As to the mysteries and rituals themselves, there were many symbols associated with these practices, among them the vine and the holy wand or reed (thyrsos). Most important to the secretive ritual, however, was the revelation of the central holy object: a replica of a phallus. The phallus, as a symbol of fertility and power, would be placed within a special basket and covered with a sheet. At the critical point in the initiation of a new member, the phallus would be revealed to the initiate-to-be, often by lamp-light. This is one among the many Dionysiac scenes depicted in the famous fresco paintings in the so-called Villa of the Mysteries (or Villa Item) at Pompeii, which seem to depict the stages of initiation into and experience of the mysteries. Other archeological evidence for rituals among such groups devoted to Dionysos comes from the meeting-place of the (all-male) Iobacchoi at Athens (c. 176 CE). Found within this building was a column with the inscribed rules of the Bacchic-association (one of the lengthiest surviving inscriptions concerning associations), which happens to mention some of their social and religious activities. Among their practices were sacred dramas depicting the stories of their patron deity. In this case, the members of the group were each assigned a specific part to play and were expected to “say and act [their] allotted part with all good order and quietness” under the direction of the priest.

Both men and women participated in the rites of Dionysos. Perhaps most famous is Euripides’ play, the Bacchae (fourth century BCE). The story tells of how Dionysos drove the women of Thebes mad (“mad-women” = maenads) because the king of Thebes failed to fittingly honour the deity with a temple and rites.

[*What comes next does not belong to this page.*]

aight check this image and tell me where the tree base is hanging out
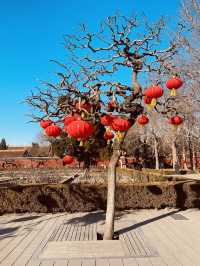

In the process of the story, the king himself dons women’s clothing in imitation of the other maenads and is ultimately ripped apart limb from limb by the maenads, led by his mother. Mythology also associates the maenads with other unconventional behaviour, including eating the raw flesh (omophagia) of their victims, but it is unlikely that this was taken literally (or replicated) among actual initiates. Dionysos was powerful! And it was important to give him his due. . . or else!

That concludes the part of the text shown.